With this feature, organizations can enhance their data analysis capabilities and accommodate evolving business needs by incorporating additional data fields post-implementation. This means users can add new dimensions for data classification, reporting, planning, and analysis even after the system is fully deployed.
Scenario: A global retail chain uses planning software each month to re-forecast. In the middle of the fiscal year, the company decides to sell an exclusive line of products through Walmart.com. To forecast and track its performance, they need to include a new dimension “channel” and new product categories under the existing product dimension in the system.
Solution: They add a new dimension named Channel with “Direct”for existing and new direct sales from their website, and Walmart.com for sales via that channel.
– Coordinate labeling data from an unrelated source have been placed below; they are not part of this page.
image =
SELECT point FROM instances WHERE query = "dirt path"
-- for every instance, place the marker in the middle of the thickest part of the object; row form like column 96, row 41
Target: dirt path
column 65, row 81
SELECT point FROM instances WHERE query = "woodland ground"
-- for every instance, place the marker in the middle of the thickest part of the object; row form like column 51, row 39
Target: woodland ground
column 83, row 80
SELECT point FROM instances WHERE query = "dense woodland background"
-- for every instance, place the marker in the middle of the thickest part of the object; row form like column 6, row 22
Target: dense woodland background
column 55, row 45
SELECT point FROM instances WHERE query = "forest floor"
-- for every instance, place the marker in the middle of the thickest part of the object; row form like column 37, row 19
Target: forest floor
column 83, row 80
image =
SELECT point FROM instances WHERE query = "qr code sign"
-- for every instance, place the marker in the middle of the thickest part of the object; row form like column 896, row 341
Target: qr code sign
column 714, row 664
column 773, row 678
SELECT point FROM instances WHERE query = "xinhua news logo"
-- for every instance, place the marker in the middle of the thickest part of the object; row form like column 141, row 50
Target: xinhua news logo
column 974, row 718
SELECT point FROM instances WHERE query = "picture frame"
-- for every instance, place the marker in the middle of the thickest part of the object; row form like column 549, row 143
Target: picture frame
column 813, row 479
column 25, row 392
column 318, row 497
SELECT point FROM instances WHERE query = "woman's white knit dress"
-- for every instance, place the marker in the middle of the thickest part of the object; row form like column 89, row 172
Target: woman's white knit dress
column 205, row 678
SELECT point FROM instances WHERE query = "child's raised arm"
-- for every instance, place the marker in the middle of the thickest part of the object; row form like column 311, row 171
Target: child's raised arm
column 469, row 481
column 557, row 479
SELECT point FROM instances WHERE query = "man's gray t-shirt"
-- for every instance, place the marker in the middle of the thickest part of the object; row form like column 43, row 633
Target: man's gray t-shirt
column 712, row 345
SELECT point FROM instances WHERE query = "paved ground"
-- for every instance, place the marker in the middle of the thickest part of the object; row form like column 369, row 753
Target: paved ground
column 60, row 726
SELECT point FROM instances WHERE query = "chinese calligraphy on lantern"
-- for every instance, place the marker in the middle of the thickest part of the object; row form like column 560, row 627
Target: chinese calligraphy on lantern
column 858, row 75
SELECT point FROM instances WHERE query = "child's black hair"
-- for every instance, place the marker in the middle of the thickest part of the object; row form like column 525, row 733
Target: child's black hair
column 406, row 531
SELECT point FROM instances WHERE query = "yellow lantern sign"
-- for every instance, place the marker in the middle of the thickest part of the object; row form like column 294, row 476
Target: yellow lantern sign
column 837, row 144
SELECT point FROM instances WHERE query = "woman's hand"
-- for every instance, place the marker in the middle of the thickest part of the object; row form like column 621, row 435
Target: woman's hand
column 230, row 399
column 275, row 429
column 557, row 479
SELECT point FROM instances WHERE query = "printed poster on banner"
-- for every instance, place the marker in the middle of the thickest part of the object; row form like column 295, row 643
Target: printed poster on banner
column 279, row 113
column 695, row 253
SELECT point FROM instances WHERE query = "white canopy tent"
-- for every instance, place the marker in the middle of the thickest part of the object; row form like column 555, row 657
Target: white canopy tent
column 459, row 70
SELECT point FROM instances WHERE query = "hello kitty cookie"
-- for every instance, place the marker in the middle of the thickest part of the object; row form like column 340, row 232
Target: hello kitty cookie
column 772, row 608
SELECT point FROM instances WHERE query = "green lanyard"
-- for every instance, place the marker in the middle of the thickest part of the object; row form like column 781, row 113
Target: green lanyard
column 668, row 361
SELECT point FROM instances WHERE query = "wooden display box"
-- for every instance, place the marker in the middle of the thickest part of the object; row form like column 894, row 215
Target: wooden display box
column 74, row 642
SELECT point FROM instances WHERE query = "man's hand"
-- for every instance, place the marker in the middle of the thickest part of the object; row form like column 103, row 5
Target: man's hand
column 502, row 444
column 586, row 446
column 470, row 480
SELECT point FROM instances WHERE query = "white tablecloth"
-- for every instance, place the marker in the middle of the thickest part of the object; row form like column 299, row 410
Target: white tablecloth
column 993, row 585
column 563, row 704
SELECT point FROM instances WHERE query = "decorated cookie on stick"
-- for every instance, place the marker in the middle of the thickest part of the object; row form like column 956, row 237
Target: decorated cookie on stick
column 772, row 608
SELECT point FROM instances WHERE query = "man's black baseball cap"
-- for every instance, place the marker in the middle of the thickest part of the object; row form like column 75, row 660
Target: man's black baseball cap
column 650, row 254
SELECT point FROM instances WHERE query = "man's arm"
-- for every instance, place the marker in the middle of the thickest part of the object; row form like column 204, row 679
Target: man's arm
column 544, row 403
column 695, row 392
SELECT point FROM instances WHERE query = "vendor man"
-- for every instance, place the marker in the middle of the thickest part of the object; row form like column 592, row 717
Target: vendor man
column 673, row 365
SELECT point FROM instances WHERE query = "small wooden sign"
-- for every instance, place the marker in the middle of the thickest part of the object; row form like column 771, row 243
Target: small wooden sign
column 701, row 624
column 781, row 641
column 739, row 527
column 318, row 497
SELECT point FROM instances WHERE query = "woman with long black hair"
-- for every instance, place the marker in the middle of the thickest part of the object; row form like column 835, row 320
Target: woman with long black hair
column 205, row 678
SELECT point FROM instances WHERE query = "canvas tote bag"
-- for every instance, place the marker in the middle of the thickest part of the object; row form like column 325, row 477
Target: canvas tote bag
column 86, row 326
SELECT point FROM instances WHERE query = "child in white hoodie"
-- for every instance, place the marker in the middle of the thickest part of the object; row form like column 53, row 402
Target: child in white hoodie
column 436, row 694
The also add a new item to the product member called “Walmart.com Exclusive” without disrupting the existing system or data, enabling them to forecast and analyze sales and performance data for the new product / channel combination.
This is an important requirement, especially for growing companies. We say this because of the frequency it comes up in retail, SaaS, biotech and so on. The businesses grow in unexpected ways, new requirements come up, and the user is helpless to do anything about it. They end up back in Excel because adding a new dimension is kryptonite to the planning tool's database.
Make sure to ask the questions here and ask to see it live. If upon adding the dimension it requires a million additional inputs, a refresh, some edits to code, it's not going to work for you as you grow unless consulting hours are no big deal to you.
As always, changing the architecture usually necessitates changing how source data is mapped and imported. Make sure your source data is formatted to handle this new dimension after it is added.
Better yet, have the vendor add dimensions that you “might” need at the beginning of setup and save yourself the pain of adding them in the future.